In Part 1 we explored how the “Arrival Fallacy”, a concept attributed to Tal Ben-Shahar, a professor of positive psychology and leadership at Harvard University, relates to medicine.
Here in Part 2, we link the fallacy to medicine, milestones, and mental health – one explanation for the high rates of burnout and mental illness among physicians. We also uncover 4 steps to tackle the arrival fallacy in ourselves.
The arrival fallacy can also contribute to mental health issues among physicians. We may struggle to find a sense of purpose and meaning in their work. When physicians focus solely on achieving a specific outcome, such as reaching a certain level of success or earning a specific salary, they may neglect other aspects of their lives that contribute to overall wellbeing.
The idea that we will be happy when X happens if, unfortunately, not grounded in reality. Happiness is, if anything, transient. Each new stage in a medical career (or life) comes with both blessings and new challenges.
When you become an Attending or Consultant, sure the pay and hours get better, but the level of responsibility gets way higher too.
In addition, the arrival fallacy can contribute to a sense of imposter syndrome among physicians, who may feel as though they are not living up to the expectations of their profession or their peers.

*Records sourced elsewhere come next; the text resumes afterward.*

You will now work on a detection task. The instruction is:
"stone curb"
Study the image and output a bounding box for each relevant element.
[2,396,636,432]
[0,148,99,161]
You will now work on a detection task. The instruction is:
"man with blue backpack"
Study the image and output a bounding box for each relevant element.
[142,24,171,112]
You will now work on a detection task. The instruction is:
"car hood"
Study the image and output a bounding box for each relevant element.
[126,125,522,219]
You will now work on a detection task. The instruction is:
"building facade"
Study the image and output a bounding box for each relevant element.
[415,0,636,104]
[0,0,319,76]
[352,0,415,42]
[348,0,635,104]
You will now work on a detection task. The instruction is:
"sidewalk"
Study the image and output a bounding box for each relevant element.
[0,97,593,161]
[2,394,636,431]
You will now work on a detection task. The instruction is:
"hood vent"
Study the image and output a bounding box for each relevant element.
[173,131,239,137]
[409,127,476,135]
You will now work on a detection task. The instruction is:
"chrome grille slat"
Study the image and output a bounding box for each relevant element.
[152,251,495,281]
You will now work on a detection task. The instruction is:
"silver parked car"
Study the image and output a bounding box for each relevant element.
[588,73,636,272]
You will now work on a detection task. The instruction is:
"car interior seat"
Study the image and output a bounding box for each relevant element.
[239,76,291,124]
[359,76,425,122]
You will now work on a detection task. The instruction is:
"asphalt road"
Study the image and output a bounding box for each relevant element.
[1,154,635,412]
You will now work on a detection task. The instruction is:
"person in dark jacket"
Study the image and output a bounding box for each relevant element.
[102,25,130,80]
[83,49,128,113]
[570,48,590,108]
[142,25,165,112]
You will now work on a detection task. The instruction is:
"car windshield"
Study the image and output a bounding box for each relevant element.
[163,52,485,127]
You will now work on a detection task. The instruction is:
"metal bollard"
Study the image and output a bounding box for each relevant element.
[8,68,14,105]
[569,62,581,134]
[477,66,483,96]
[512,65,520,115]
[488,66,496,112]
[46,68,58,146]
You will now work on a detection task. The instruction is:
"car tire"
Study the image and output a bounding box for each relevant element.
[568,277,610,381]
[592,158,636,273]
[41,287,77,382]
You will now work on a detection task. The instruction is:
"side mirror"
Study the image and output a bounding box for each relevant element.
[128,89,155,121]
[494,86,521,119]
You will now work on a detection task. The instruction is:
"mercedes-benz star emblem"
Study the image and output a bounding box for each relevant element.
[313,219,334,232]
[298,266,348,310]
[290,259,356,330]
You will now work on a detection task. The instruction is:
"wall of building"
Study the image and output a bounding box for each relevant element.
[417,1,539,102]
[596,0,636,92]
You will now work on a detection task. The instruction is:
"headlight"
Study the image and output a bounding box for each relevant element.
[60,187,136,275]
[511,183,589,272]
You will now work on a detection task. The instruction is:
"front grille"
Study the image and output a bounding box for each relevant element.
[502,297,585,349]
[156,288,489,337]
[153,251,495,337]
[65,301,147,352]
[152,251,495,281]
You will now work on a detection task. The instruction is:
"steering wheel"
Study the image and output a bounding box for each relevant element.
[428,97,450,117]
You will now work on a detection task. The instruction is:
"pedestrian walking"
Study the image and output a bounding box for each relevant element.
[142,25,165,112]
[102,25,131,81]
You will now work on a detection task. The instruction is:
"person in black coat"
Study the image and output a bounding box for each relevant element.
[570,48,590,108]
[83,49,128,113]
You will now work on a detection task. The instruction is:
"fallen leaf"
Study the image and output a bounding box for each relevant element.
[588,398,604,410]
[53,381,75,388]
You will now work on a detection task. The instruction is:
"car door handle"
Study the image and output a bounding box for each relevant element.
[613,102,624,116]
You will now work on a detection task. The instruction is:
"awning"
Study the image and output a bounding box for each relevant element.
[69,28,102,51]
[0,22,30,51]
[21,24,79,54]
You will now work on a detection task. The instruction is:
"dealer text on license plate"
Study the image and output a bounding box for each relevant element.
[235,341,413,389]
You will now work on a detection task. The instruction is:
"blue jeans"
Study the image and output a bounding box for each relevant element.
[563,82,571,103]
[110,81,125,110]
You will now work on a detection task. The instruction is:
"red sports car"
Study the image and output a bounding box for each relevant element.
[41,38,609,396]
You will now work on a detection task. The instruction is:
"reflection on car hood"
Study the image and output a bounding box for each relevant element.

When individuals believe that achieving a specific outcome will lead to lasting happiness and fulfillment, they may feel as though they have failed if they do not achieve these goals.
This can contribute to a sense of inadequacy and self-doubt, which can further contribute to mental health issues and burnout.

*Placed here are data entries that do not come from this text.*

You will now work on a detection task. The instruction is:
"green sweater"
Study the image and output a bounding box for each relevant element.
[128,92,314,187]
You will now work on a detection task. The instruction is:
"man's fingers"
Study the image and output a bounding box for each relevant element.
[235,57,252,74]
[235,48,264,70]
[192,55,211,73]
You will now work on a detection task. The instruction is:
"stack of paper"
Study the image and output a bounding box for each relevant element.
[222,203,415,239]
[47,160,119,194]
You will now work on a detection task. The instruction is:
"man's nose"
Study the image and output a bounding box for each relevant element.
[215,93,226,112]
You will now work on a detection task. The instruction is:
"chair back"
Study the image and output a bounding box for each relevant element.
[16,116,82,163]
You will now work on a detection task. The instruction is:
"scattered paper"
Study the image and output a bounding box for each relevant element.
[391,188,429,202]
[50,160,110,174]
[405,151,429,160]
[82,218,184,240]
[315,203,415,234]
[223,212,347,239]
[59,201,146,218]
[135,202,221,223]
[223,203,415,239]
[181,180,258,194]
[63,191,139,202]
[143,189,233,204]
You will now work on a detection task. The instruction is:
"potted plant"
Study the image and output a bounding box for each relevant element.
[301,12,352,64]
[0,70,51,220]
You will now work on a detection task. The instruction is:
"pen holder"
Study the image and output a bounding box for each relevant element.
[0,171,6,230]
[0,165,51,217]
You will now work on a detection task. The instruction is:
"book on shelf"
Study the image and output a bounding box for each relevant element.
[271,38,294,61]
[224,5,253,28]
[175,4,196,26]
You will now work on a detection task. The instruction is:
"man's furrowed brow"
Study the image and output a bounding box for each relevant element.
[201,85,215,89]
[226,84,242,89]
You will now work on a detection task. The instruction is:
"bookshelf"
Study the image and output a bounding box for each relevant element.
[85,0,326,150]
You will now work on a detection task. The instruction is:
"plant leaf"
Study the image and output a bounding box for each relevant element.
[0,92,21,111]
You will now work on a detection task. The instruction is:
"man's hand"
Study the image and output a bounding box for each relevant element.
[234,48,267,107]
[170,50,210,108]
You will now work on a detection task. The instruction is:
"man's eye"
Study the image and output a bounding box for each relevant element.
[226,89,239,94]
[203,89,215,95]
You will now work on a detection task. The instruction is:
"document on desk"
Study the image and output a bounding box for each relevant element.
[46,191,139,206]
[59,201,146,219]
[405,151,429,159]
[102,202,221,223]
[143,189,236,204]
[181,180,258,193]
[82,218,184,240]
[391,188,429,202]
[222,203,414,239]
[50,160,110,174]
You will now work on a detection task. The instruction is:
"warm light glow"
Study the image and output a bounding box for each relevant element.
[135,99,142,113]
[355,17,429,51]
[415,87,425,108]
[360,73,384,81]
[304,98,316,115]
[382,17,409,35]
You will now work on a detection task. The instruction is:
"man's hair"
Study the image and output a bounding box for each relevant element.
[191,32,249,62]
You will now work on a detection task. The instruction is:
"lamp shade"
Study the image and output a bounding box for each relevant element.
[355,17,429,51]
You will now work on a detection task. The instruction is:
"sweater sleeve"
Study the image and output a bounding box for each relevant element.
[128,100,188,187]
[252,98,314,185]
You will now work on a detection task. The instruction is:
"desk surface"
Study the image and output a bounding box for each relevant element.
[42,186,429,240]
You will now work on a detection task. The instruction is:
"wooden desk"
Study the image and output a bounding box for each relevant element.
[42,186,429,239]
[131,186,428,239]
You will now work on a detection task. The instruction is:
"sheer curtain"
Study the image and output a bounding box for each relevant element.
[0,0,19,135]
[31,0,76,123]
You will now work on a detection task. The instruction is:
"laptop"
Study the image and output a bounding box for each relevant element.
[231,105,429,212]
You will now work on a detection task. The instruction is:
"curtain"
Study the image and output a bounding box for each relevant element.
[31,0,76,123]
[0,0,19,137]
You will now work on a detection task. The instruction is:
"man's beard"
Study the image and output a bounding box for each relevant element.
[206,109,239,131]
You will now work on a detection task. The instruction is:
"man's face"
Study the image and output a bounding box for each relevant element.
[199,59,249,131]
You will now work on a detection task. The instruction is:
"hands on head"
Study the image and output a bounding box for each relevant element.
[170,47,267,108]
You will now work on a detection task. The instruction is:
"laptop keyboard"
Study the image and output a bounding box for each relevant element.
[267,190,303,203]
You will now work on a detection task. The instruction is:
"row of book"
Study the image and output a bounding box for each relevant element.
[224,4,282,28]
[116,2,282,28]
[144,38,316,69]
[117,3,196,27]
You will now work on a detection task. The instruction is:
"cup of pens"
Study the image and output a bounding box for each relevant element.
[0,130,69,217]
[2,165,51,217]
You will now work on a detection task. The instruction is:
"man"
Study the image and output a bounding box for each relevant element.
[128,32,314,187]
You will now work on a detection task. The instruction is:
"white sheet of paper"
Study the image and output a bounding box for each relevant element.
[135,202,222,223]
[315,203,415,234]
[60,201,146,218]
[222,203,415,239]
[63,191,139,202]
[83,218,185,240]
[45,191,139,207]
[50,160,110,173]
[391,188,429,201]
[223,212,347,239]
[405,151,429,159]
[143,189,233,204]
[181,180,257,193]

Below we present 4 steps toward moving past the arrival fallacy. They are:
1. Self-awareness (get a coach/therapist)
2. Prioritize physician self-care (self care is not selfish!)
3. Find meaning in the journey and the work – not the destination
4. Connect with what matters to you
In addition, physicians should also strive to develop a sense of purpose and meaning in their work, beyond just achieving certain milestones or accolades.

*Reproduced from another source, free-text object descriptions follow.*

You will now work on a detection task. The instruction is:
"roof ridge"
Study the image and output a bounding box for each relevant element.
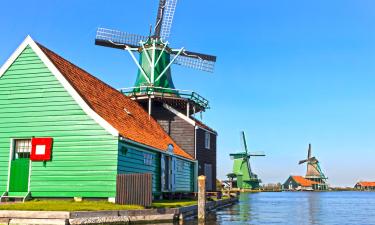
[36,42,193,160]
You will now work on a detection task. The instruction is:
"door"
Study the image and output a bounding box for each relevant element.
[161,155,171,192]
[204,163,213,191]
[9,139,31,193]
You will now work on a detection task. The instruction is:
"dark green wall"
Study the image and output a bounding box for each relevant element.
[118,141,161,193]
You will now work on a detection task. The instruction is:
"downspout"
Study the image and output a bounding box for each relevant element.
[194,126,198,192]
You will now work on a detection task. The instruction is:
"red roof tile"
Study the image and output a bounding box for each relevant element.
[292,176,319,187]
[356,181,375,187]
[37,43,193,160]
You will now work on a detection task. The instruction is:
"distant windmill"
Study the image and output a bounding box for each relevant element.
[229,131,265,190]
[95,0,216,116]
[299,144,328,190]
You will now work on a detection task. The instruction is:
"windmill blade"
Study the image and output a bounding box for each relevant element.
[95,27,147,49]
[299,159,308,165]
[154,0,166,37]
[154,0,178,40]
[307,143,312,159]
[170,50,216,73]
[249,151,265,157]
[241,131,249,155]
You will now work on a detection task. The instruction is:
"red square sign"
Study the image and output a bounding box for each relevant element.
[30,138,53,161]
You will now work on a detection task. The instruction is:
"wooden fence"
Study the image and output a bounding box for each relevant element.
[116,173,152,207]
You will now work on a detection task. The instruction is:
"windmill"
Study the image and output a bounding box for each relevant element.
[95,0,216,116]
[228,131,265,190]
[299,144,328,190]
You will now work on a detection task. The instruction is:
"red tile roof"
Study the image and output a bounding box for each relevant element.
[356,181,375,187]
[37,43,193,160]
[292,176,319,187]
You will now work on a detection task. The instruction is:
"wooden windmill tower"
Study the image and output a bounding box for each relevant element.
[229,131,265,190]
[94,0,216,117]
[299,144,328,190]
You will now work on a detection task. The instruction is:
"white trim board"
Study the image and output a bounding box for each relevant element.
[0,36,119,137]
[162,103,216,135]
[162,103,195,126]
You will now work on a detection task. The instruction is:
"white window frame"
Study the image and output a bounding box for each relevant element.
[143,153,153,166]
[13,139,32,159]
[204,131,210,149]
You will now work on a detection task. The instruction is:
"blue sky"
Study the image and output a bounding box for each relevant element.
[1,0,374,186]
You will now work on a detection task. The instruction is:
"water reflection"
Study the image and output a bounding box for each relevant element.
[178,192,375,225]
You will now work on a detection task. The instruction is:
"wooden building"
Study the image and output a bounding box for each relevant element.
[147,103,217,191]
[283,176,319,191]
[354,181,375,191]
[0,36,196,201]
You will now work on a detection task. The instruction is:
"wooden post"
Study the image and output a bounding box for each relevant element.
[198,175,206,221]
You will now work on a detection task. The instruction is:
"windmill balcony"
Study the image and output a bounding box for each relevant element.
[119,86,209,113]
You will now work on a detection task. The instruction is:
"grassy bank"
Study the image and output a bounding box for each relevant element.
[151,199,197,208]
[0,200,144,211]
[0,199,200,211]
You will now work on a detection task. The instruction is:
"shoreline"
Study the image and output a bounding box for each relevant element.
[0,197,238,225]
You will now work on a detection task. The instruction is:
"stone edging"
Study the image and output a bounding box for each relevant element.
[0,198,238,225]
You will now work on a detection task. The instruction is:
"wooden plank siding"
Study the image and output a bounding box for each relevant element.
[150,104,196,158]
[116,173,152,206]
[0,46,119,198]
[175,158,195,192]
[118,141,195,194]
[196,128,217,191]
[117,142,161,194]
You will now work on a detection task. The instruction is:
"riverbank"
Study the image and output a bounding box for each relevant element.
[0,197,238,225]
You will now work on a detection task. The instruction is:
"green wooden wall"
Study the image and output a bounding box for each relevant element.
[117,142,161,194]
[0,46,118,198]
[118,141,195,194]
[175,158,194,192]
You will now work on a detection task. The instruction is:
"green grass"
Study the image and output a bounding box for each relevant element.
[0,200,144,211]
[0,197,230,211]
[151,199,197,208]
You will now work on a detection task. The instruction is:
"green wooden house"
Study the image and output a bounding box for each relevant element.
[0,36,197,201]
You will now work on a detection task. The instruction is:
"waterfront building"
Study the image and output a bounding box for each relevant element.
[95,24,218,190]
[283,176,319,191]
[354,181,375,191]
[298,144,329,190]
[0,37,197,201]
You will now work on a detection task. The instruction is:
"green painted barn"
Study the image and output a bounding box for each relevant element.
[0,36,197,201]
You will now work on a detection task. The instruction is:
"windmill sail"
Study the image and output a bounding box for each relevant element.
[229,131,265,190]
[95,28,147,49]
[160,0,178,40]
[171,49,216,72]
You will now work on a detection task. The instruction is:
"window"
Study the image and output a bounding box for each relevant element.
[204,131,210,149]
[143,153,153,166]
[14,139,31,159]
[177,160,184,172]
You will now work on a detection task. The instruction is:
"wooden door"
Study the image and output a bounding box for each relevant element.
[9,139,31,193]
[204,163,213,191]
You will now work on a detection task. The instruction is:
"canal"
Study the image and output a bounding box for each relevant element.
[183,191,375,225]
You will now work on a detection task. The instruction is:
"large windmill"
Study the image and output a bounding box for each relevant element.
[299,144,328,190]
[95,0,216,116]
[229,132,265,190]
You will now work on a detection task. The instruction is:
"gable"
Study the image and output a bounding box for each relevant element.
[0,36,118,137]
[0,36,194,160]
[0,44,119,197]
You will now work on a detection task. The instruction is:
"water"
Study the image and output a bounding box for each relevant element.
[184,191,375,225]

It is important to seek meaning in the journey and the work itself. By finding a sense of purpose and meaning in their work, physicians can feel more fulfilled and satisfied with their career, even if they have not yet achieved all of their goals or aspirations.
Finally, we suggest finding ways to connect:
In conclusion, the arrival fallacy can be a significant challenge for medical humans. Physicians and others in the medical professions often believe that achieving specific goals and milestones will lead to lasting happiness and fulfillment:
I’ll be happy when I…[insert here: finish med school/residency/get tenure/go private/retire].
By cultivating a sense of mindfulness, self-awareness, and purpose, physicians can work to combat these effects and find greater fulfillment in their work and their lives.